January 7th, 2025

added

Diffbot GraphRAG LLM

by Kris Negulescu

Recently, large language models (LLMs) have been trained with more and more data, leading to an increase in the number of parameters and the computing power needed. But, what if, instead of feeding the model more data, we purposefully trained it to rely less on its pretraining data and more on its ability to find external knowledge?

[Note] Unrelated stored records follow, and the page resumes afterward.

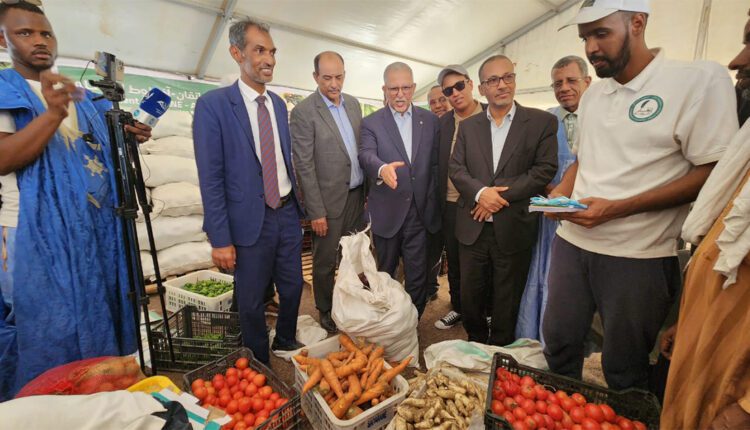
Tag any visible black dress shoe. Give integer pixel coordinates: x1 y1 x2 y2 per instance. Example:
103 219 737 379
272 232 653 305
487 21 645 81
320 312 338 333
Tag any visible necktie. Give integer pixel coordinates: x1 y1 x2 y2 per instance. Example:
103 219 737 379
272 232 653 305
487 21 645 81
255 96 281 209
563 112 578 149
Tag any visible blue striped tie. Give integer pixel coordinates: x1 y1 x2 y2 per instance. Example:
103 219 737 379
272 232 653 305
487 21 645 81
255 96 281 209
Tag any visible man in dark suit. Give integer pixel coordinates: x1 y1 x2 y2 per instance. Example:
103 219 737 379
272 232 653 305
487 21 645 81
428 64 491 330
359 62 440 316
290 51 365 333
193 19 302 363
449 55 557 345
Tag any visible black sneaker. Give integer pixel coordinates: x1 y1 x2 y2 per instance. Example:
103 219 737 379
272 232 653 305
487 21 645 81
320 312 338 334
435 311 461 330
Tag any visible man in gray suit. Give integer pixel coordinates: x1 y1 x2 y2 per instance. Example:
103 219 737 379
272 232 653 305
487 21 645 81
449 55 557 345
290 51 365 333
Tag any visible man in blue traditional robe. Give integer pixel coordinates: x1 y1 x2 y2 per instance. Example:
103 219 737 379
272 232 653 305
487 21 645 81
0 1 150 401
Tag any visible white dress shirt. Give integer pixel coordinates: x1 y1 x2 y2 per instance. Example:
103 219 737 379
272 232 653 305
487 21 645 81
237 79 292 197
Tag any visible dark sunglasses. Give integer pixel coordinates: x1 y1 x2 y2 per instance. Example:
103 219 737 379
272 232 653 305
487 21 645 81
443 80 468 97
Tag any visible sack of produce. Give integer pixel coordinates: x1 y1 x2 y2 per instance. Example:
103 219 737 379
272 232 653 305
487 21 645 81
331 230 419 367
16 357 145 398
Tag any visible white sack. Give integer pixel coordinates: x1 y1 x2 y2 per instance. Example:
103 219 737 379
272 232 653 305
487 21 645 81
151 182 203 220
136 215 208 251
331 229 419 367
141 154 198 188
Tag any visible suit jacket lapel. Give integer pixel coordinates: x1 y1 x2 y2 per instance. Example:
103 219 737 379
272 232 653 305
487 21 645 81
383 106 414 166
411 106 424 160
229 81 260 163
315 91 349 155
494 103 529 177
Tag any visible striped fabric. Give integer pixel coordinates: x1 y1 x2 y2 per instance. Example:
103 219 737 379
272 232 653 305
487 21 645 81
255 96 281 209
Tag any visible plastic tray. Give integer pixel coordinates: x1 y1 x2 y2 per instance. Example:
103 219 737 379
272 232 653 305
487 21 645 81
164 270 234 312
151 306 242 372
292 336 409 430
484 352 661 430
183 348 302 430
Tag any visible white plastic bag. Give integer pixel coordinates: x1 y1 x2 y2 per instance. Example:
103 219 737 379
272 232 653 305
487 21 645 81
151 182 203 219
141 136 195 160
136 215 208 251
331 229 419 367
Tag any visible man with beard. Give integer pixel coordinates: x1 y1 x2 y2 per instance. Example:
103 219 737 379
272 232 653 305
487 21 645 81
542 0 737 389
0 1 151 401
193 19 303 363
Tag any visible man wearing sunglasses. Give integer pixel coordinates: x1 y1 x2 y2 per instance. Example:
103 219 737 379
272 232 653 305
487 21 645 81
430 64 487 330
449 55 557 345
516 55 591 340
427 85 451 117
359 62 440 316
0 0 151 401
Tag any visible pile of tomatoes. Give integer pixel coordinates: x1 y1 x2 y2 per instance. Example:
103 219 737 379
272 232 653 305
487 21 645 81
190 357 288 430
491 367 646 430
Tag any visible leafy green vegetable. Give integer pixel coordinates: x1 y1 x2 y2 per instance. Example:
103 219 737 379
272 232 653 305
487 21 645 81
182 279 233 297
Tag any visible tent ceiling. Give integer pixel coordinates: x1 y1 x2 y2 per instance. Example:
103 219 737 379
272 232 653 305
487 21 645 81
27 0 747 104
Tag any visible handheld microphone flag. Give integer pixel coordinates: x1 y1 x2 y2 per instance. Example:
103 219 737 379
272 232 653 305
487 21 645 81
133 88 172 128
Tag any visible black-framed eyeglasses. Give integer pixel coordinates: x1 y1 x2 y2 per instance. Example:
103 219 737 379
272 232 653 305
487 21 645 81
550 78 585 90
386 84 415 96
482 73 516 87
443 79 469 97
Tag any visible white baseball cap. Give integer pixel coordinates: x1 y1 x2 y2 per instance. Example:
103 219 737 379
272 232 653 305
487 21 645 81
560 0 651 30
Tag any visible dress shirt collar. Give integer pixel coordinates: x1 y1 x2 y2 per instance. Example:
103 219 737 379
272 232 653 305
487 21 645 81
487 101 516 127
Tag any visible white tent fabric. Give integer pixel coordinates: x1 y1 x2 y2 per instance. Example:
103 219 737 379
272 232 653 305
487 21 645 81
7 0 748 107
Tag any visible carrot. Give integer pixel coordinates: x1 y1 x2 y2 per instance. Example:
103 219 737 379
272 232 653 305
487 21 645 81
302 367 323 394
354 381 388 406
349 374 362 399
320 359 344 399
365 358 383 389
339 334 359 352
378 355 411 384
331 392 355 419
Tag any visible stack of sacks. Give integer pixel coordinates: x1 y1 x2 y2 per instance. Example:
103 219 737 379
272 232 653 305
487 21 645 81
137 111 213 279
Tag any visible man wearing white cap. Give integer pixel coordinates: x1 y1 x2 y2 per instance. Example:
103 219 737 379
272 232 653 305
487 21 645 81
543 0 738 389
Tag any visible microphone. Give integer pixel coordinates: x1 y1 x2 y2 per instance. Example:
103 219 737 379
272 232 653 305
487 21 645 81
133 88 172 128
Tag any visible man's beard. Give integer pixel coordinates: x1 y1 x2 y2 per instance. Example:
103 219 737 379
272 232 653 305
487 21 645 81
589 33 630 78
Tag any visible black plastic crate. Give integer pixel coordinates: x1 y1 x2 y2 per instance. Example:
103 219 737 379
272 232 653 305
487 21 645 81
182 348 302 430
151 306 242 372
484 352 661 430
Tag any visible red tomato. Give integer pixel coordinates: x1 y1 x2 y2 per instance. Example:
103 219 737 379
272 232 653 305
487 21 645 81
490 400 505 415
513 408 529 421
190 378 206 392
534 385 549 400
570 393 586 406
560 397 578 412
253 384 273 400
617 417 635 430
583 403 604 423
547 404 563 421
193 385 208 400
581 417 602 430
234 357 249 370
253 397 266 412
599 405 617 423
570 406 586 424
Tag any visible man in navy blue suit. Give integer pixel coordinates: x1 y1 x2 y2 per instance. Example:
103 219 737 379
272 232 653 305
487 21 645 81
359 62 440 316
193 19 302 363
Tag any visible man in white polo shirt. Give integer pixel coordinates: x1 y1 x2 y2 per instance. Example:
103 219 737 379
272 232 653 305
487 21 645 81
543 0 738 389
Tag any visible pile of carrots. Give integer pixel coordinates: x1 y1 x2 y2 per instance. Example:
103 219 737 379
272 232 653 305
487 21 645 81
294 334 411 420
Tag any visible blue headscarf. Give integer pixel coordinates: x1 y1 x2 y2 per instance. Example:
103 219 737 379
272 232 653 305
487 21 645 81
0 69 136 389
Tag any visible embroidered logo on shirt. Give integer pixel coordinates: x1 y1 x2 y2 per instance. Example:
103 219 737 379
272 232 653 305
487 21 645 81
629 95 664 122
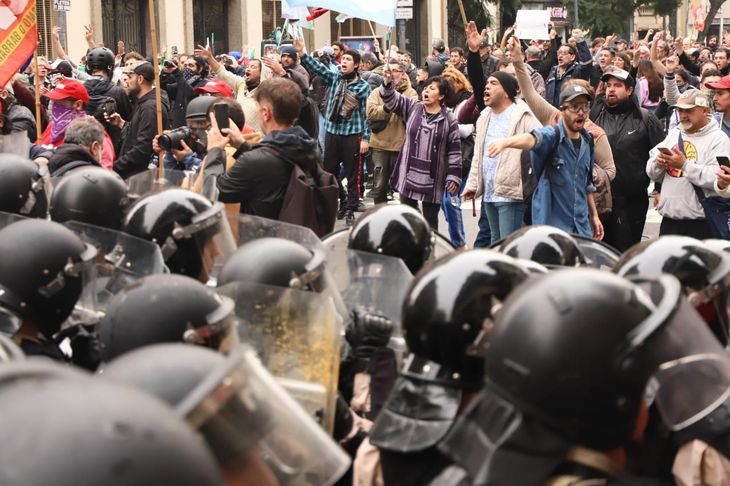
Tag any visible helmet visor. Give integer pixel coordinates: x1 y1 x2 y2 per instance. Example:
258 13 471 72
177 347 350 484
655 354 730 431
64 221 166 311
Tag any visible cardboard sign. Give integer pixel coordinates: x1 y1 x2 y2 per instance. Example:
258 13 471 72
515 10 550 40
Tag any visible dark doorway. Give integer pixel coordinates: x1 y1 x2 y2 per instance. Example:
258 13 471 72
101 0 149 56
193 0 228 54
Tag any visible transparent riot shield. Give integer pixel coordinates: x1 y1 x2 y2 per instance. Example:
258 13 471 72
0 130 30 159
322 228 456 268
125 167 218 201
176 345 350 485
327 250 413 348
572 235 621 272
218 282 343 433
228 213 325 251
64 221 167 311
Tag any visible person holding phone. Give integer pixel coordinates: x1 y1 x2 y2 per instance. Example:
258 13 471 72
646 89 730 239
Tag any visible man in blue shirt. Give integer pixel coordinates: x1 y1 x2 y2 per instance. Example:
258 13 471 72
488 85 603 240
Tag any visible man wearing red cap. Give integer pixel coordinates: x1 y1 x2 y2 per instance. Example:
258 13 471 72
40 79 89 147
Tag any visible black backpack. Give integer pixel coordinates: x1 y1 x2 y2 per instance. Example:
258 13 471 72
262 146 339 238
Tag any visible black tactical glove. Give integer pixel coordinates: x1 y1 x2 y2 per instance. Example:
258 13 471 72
345 309 393 359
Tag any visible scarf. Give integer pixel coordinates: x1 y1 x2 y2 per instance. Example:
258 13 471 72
330 70 357 123
51 103 86 144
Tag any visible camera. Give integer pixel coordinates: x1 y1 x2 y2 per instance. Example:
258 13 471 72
157 127 196 150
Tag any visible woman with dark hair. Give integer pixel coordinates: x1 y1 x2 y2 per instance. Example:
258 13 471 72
380 69 461 230
638 61 664 112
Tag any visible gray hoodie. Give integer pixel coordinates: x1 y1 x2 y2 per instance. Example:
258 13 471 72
646 121 730 219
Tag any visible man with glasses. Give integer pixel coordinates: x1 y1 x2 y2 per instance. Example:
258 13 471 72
487 84 603 240
590 68 664 251
366 58 418 204
646 89 730 240
545 29 593 108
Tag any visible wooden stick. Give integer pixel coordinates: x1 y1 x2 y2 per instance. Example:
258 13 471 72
147 0 165 179
456 0 469 29
368 20 380 53
32 54 43 144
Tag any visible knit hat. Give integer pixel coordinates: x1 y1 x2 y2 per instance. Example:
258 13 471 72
489 71 519 101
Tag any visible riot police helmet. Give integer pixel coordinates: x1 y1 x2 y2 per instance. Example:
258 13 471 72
99 274 238 361
402 250 529 389
123 189 235 281
0 219 97 338
49 167 128 230
347 204 434 274
613 236 730 344
498 225 587 269
0 154 51 218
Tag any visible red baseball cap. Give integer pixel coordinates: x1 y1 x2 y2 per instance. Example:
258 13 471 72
705 74 730 89
193 78 233 98
43 79 89 103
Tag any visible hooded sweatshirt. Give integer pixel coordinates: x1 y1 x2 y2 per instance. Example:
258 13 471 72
646 121 730 219
204 126 322 219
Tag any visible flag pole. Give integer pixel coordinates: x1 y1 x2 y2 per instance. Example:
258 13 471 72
456 0 468 29
32 54 43 144
147 0 165 179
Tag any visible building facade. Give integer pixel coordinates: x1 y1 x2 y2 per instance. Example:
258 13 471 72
47 0 447 61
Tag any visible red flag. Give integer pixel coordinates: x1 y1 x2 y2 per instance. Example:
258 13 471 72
0 0 38 88
307 7 329 22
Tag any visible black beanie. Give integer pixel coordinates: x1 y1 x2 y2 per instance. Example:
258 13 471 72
489 71 519 101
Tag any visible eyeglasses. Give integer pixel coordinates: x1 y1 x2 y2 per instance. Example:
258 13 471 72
565 103 591 113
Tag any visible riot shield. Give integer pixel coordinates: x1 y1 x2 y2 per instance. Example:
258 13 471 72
64 221 167 311
227 213 325 251
0 130 30 159
218 282 342 433
572 235 621 272
125 167 218 201
176 346 350 485
322 228 456 270
327 250 413 342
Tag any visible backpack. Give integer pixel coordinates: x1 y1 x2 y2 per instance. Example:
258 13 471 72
262 147 339 238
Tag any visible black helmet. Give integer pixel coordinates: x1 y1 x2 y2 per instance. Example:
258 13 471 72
498 225 587 268
485 269 721 450
49 167 127 230
123 189 235 281
347 204 434 274
99 275 237 361
185 96 218 120
0 219 96 337
218 238 324 290
86 47 114 74
100 344 347 484
402 250 529 388
0 360 222 486
613 236 730 344
0 154 50 218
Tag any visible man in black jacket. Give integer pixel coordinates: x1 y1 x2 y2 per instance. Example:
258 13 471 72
590 69 664 251
203 78 322 219
114 62 169 179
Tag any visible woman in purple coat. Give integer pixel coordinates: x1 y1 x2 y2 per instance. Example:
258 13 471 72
380 70 461 230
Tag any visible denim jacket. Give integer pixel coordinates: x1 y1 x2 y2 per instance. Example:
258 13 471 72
530 119 596 237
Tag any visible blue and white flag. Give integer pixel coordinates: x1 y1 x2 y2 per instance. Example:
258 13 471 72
287 0 396 27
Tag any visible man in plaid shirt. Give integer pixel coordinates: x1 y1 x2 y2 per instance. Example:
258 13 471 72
294 39 370 225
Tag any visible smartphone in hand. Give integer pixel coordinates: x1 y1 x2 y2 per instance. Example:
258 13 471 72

To test this idea, we fine-tuned LLama 3.3 70B to be an expert tool user of a real-time Knowledge Graph API, providing the first open-source implementation of a GraphRAG system that outperforms Google Gemini and ChatGPT. To learn more, see: https://github.com/diffbot/diffbot-llm-inference/.

December 2nd, 2024

added

type:CompanyReport

by Kris Negulescu

Company Reports are now available in the KnowledgeGraph as type:CompanyReport, and in LeadGraph in company profiles. There are two primary types of reports available:

SEC Filings
Documents found on a company’s website, like earnings call transcripts, annual reports, ESG reports, etc.

Initial coverage focuses on the top 1000, publicly-traded companies in the United States.

November 12th, 2024

Scheduled Maintenance Window, Thurs. Nov. 14th

by Kris Negulescu

Please Note: there will be a scheduled maintenance window, including downtime for approximately 50 minutes, on Thursday, November 14th from 10 am PST until 2 pm PST.

The Diffbot DevOps team will be using this time to upgrade some of the underlying infrastructure supporting global crawls. To ensure the rapid restoration of uptime and stability of the platform, we are performing this upgrade during ordinary business hours.

During this maintenance window, all updates to the Diffbot Knowledge Graph will be paused. Access to Organization and Person data will continue. Access to Article data will be limited, i.e. you will not be able to download new article data from the graph for your sources, nor will you be able to access article data crawled more than 5 months ago. All other graph data types, including Products & Events, will be inaccessible.

Other Diffbot services will continue to be operational including Crawlbot, all Extraction APIs, the Bulk Extract API, the Natural Language API, and the Enhance APIs.

October 15th, 2024

improved

EventAPI Enhancements

by Kris Negulescu

We have —

Added categories for events
Improved rule handling for event location, date, title, and description.
Improved title, image, start & end date, and timezone extraction.
Added support for extraction of location from maps as well as text.

September 3rd, 2024

added

News monitoring now available on LeadGraph

by Kris Negulescu

News on LeadGraph is a new feature that allows anyone to monitor breaking news for key risk and opportunity signals.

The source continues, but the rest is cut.